La joven princesa levantó los ojos, y al ver a la espantosa Baba–Yaga, con
sus piernas de madera y su nariz que más bien parecía una trompa, se quedó como
petrificada.
–¿Por qué no trabajáis? –Gritó a las jóvenes, y les ordenó traer leña y
encender el horno.
Ellas trajeron leña de roble y de arce y encendieron el horno, que pronto
estuvo ardiendo.
–Siéntate, hermosa, en la pala.
La joven se sentó y la bruja intentó meterla en el horno; pero la princesa
puso un pie en la boca y el otro en la estufa.
–¿Cómo es eso, joven? ¿No sabes cómo debes estar sentada? ¡Siéntate como
es menester!
La princesa se sentó bien, y la bruja quiso meterla en el horno; pero ella
volvió a poner un pie en la boca y el otro en la estufa. La bruja se enfadó, le hizo
bajar de la pala, gritándole: –¿Estás divirtiéndote, hermosa? Hay que estarse quieta;
mira cómo me siento yo.
Se sentó en la paleta, estrechó sus piernas, y las jóvenes, cogiendo la pala, la
metieron rápidamente en el horno, cerraron la puerta atrancándola con unos
troncos, taparon bien todas las junturas, y hecho esto huyeron de la maldita cabaña,
llevándose consigo la toalla bordada, un cepillo y un peine.

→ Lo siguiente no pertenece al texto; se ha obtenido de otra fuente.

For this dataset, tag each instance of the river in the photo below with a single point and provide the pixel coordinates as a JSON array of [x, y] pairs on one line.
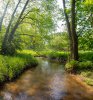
[[48, 81]]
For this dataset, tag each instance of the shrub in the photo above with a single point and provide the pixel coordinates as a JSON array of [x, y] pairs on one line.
[[71, 66], [11, 67], [85, 65], [60, 56]]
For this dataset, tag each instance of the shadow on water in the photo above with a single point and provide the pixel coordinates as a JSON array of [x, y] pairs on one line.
[[48, 81]]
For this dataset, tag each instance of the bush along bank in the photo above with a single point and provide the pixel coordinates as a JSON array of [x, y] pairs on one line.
[[11, 67], [76, 66], [58, 56]]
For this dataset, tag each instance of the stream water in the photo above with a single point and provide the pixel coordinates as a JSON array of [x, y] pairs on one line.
[[48, 81]]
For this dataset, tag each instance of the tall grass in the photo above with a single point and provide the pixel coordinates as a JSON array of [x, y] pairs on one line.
[[11, 67]]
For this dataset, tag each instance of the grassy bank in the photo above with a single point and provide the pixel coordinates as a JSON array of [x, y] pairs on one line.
[[11, 67]]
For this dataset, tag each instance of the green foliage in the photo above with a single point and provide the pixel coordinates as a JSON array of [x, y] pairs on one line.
[[85, 65], [78, 66], [11, 67], [60, 56], [86, 56], [59, 41], [71, 66]]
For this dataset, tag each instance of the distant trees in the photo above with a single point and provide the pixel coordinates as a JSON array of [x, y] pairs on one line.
[[71, 26], [27, 20], [4, 13], [7, 44]]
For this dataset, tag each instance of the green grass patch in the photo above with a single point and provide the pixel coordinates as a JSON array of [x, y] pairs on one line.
[[11, 67]]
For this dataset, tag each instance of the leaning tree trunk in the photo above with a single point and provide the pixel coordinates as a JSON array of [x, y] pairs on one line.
[[4, 13], [73, 29], [5, 39], [73, 38], [69, 30], [9, 47], [11, 36]]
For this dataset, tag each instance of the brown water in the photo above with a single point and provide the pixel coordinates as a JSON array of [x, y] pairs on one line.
[[48, 81]]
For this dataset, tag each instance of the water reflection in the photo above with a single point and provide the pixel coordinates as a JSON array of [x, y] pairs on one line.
[[48, 81]]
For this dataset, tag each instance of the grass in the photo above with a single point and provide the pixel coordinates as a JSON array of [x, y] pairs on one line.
[[10, 67]]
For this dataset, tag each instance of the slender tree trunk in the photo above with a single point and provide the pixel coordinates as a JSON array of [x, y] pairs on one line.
[[4, 13], [5, 40], [73, 29], [7, 45], [69, 29], [73, 38], [11, 36]]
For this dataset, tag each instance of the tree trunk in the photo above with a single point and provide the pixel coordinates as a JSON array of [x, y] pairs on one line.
[[11, 36], [73, 38], [73, 30], [2, 18], [5, 40], [68, 28]]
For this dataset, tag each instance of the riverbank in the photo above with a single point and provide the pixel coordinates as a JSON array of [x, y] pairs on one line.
[[12, 66]]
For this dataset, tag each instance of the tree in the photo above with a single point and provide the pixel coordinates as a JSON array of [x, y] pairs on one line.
[[4, 13], [7, 45], [71, 26]]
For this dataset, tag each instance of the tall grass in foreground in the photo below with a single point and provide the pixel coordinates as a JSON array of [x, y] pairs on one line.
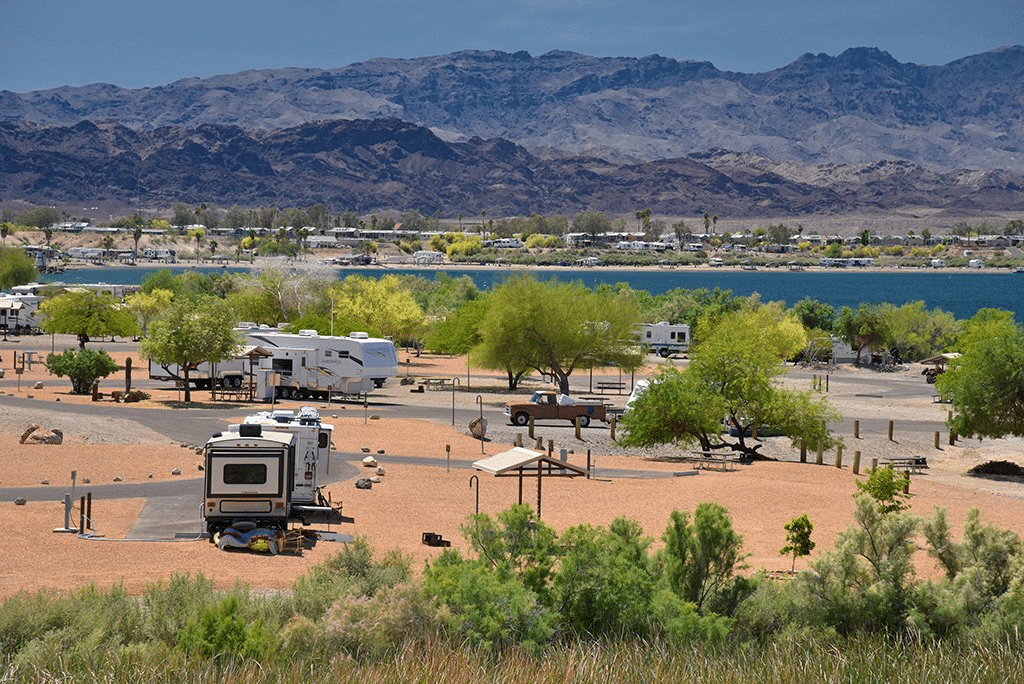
[[860, 659]]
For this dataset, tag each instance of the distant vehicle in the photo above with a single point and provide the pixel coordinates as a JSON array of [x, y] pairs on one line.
[[666, 339], [551, 405]]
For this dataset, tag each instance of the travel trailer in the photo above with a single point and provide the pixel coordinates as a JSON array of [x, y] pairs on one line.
[[266, 471], [666, 339]]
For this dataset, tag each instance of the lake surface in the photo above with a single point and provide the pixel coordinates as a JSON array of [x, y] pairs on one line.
[[961, 293]]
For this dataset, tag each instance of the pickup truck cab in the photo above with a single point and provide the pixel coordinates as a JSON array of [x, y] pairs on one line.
[[551, 405]]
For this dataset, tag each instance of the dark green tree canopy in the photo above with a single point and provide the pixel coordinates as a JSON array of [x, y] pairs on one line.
[[87, 314]]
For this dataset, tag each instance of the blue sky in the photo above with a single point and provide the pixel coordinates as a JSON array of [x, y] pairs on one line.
[[137, 43]]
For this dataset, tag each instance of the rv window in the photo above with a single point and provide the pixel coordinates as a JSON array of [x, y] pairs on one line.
[[245, 473]]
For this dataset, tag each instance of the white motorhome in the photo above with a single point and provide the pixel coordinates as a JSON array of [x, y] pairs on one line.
[[312, 366], [17, 312], [266, 470], [665, 338]]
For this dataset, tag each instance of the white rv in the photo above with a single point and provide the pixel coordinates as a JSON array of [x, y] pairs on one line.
[[312, 366], [297, 367], [665, 338], [17, 313], [265, 472]]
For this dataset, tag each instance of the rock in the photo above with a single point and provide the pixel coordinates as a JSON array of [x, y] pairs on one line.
[[28, 431]]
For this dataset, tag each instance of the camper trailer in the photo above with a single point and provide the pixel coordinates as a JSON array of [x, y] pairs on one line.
[[18, 313], [666, 339], [266, 472], [312, 366]]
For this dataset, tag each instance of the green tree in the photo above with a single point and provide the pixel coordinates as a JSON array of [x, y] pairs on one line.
[[557, 328], [731, 376], [985, 384], [87, 314], [700, 558], [192, 331], [15, 267], [83, 368], [798, 539]]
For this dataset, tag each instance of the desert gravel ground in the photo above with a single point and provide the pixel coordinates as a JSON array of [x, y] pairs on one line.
[[428, 488]]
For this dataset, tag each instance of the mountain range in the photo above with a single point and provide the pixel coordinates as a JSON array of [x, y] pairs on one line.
[[512, 134]]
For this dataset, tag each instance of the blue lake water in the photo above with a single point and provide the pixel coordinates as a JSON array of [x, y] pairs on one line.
[[961, 293]]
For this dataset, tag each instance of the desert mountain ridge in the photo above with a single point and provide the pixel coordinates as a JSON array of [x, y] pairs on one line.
[[511, 133]]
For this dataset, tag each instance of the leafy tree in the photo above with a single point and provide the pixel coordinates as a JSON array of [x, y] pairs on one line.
[[886, 486], [87, 314], [700, 558], [604, 584], [190, 332], [557, 328], [798, 539], [383, 306], [985, 384], [15, 267], [82, 368], [731, 376]]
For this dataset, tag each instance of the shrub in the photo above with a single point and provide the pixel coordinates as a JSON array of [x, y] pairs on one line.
[[82, 368]]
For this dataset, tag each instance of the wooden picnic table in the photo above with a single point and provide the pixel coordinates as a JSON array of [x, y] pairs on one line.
[[710, 460]]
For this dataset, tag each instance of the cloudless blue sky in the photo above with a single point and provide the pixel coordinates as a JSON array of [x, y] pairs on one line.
[[137, 43]]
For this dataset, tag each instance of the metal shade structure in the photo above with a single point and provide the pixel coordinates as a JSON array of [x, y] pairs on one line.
[[519, 462]]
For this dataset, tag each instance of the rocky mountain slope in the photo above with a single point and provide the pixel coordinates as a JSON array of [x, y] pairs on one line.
[[859, 107], [384, 165], [515, 134]]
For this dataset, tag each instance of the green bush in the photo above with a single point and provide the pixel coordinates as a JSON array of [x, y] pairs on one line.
[[82, 368]]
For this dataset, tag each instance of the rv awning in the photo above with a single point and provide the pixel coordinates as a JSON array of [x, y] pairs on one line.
[[519, 461]]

Corrieron, corrieron; pero cuando miraron atrás vieron que la bruja las
perseguía silbando: –¡Hola! ¡Ahora no os escaparéis!

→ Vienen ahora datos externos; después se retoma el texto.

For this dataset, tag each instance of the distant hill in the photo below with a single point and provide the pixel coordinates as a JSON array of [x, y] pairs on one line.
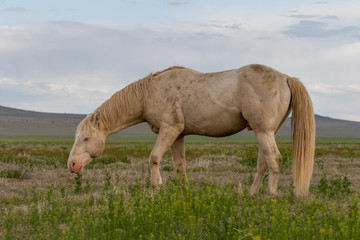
[[17, 122]]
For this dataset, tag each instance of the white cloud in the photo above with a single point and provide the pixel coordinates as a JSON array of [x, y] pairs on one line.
[[74, 67]]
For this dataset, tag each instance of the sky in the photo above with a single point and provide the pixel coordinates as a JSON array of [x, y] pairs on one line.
[[70, 56]]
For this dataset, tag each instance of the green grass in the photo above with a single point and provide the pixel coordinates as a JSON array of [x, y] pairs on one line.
[[113, 198]]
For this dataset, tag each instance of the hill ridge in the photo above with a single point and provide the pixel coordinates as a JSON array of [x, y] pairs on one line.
[[14, 121]]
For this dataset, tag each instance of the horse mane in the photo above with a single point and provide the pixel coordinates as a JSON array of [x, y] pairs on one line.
[[121, 102]]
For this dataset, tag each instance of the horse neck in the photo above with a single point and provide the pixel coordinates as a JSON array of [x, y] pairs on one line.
[[120, 112]]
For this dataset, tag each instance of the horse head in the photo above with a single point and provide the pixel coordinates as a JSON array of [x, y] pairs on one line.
[[89, 143]]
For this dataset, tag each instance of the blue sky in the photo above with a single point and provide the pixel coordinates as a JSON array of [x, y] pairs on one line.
[[70, 56]]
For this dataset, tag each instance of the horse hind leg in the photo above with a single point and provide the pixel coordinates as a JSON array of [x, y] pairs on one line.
[[272, 156], [260, 173], [178, 153]]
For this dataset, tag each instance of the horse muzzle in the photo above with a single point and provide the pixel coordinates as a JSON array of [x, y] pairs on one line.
[[75, 167]]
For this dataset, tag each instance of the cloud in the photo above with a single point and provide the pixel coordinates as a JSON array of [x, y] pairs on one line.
[[309, 16], [333, 89], [67, 66], [16, 9], [177, 3], [316, 29]]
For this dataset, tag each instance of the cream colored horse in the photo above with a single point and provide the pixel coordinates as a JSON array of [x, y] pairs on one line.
[[179, 101]]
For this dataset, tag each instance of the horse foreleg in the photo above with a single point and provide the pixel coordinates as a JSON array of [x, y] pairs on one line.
[[178, 153], [166, 138], [260, 173], [272, 157]]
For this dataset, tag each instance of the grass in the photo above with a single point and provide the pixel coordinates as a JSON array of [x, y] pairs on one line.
[[113, 199]]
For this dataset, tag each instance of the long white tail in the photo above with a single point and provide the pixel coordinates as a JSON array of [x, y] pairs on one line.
[[303, 130]]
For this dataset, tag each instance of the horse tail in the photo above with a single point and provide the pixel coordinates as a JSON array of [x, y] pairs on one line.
[[303, 131]]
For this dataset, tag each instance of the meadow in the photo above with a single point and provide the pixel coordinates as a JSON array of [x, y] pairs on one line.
[[113, 199]]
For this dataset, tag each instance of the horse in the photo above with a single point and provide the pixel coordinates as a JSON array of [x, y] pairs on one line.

Tiraron el cepillo y creció un juncal tan espesísimo que ni a una culebra le
hubiese sido posible atravesarlo. La bruja, sin embargo, cavó con sus uñas, hizo
una veredita y echó a correr tras las fugitivas.
¿Dónde esconderse? Tiraron el peine y creció un bosque frondoso y
espesísimo; ni siquiera una mosca hubiera podido atravesarlo. La bruja afiló sus
dientes y se puso a arrancar de la tierra los árboles con sus raíces, lanzándolos por
todas partes; pronto se abrió un camino y continuó la persecución.
Ya estaba cerca, muy cerca; a las pobres muchachas, de tanto correr, les
faltaba el aliento. Entonces tiraron la toalla bordada de oro y se formó un mar de
fuego ancho y profundo. La bruja subió por el aire intentando volar por encima;
pero cayó en el fuego y pereció.
Las dos jóvenes, viéndose fuera de peligro, como estaban cansadas, se
sentaron en un jardín. Éste pertenecía al príncipe Danilo. Un servidor del príncipe
las vio y anunció a su señor que en su jardín había dos jóvenes de belleza
incomparable.
–Una de ellas –le dijo– debe ser tu hermana; pero son tan parecidas que es
imposible saber cuál de las dos es.
El príncipe las invitó a entrar en su palacio, y en seguida comprendió que
una de las dos era su hermana; pero ¿cómo saber cuál de las dos si ella misma no lo
decía?
–Escúchame –dijo el servidor al príncipe–. Coge la vejiga de un cordero,
llénala de sangre y átatela debajo del brazo; yo, fingiendo ser un malhechor,
simularé que te doy una puñalada. Cuando tu hermana te vea derramando sangre,
en seguida se dará a conocer. Danilo aceptó este recurso y así lo hicieron.
Cuando el criado dio una puñalada al príncipe y éste cayó al suelo bañado en
sangre, la hermana se lanzó sobre él para socorrerlo, llorando y exclamando: –¡Oh
hermano mío querido!
Danilo se puso en pie, abrazó a su hermana y el mismo día la casó con un
noble honrado y bueno; luego probó el anillo a la amiguita de su hermana, y viendo
que le servía perfectamente, se casó con ella y todos vivieron felices y contentos.